Christopher: Alles ist eine Herausforderung. Ob das jetzt ein kaputter Geschirrspüler ist, bis zu Gästen, die nicht zufrieden sind. Am Anfang muss man halt einschätzen lernen, was ist wichtig, was ist Priorität 2 – der Gast hat auf jeden Fall Priorität 1. Herausforderungen, wie gesagt, gibt es aus meiner Sicht unzählige. Jeder einzelne Tag ist eine Herausforderung. Aber es gibt jetzt nichts, was nicht gelöst werden kann. Es gibt eine spezielle Herausforderung, die für mich heraus zu picken wäre, das ist das definitiv Schwierigste, das wird auch jeder Einzelne, der im Handel oder Gastronomie tätig ist, bestätigen: die geeignete Immobilie für Geschäftslokale zu finden. Für die Zukunft ist für mich ganz klar – wir wollen so schnell als möglich expandieren und unser Konzept einem breiten Markt zugänglich machen.

Sabrina: Was bedeutet für dich persönlich Nachhaltigkeit?
Christopher: Für mich hat Nachhaltigkeit verschiedene Backgrounds. Das eine ist natürlich der Bezug der Lebensmittel aus regionalen Quellen. Das andere, und das ist für mich wirklich nachhaltig, ist der Umgang mit dem Gast als auch mit den Mitarbeitern. Das ist für mich die oberste Priorität, die man bei Nachhaltigkeit überhaupt haben kann. Es hat keinen Sinn, den Betrieb auszuschlachten und nur auf Geld aus zu sein. Das ist für mich absolut uninteressant. Geld war noch nie mein Motivator und mein Antrieb. Es war für mich immer etwas anderes, nämlich ein Projekt erfolgreich zu machen.

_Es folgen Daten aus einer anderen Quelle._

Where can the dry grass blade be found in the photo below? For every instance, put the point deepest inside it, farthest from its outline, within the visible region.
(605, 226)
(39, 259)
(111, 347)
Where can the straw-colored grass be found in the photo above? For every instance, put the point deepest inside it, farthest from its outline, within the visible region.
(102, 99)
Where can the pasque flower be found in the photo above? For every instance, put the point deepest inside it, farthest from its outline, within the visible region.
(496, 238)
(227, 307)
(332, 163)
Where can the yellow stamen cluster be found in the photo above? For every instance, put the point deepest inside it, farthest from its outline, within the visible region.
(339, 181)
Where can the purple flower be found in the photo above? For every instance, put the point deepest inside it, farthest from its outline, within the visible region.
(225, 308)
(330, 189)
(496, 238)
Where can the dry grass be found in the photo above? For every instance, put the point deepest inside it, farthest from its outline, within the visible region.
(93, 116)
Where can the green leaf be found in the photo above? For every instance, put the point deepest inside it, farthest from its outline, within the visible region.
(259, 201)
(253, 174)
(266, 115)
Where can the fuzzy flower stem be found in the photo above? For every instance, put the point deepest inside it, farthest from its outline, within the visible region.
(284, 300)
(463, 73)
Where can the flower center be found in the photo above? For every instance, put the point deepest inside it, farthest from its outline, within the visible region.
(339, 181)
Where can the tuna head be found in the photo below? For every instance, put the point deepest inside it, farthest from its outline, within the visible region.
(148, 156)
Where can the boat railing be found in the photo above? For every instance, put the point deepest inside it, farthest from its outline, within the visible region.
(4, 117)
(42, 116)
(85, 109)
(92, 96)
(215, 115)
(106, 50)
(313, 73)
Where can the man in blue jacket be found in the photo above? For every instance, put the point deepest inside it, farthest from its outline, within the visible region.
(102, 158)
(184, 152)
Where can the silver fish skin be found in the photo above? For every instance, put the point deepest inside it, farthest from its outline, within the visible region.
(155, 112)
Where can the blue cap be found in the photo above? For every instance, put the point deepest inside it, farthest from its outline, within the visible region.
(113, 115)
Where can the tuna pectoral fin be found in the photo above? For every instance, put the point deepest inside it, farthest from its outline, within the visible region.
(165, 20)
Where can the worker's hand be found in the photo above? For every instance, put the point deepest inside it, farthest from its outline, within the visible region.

Das ist für mich das Wichtigste und dazu gehören vor allem zufriedene Gäste und zufriedene Mitarbeiter.

Sabrina: Was ist deine persönliche Lieblingsspeise?
Christopher: Wenn ich an früher denke, wo ich viel und lange unterwegs war, war eines klar: ich wollte nach meiner Rückkehr einen Käferbohnen-Rettich-Salat. Aber ich liebe zum Beispiel auch unsere Singapur-Laksa oder das karibische Jambalaya oder auch die französischen Rolls.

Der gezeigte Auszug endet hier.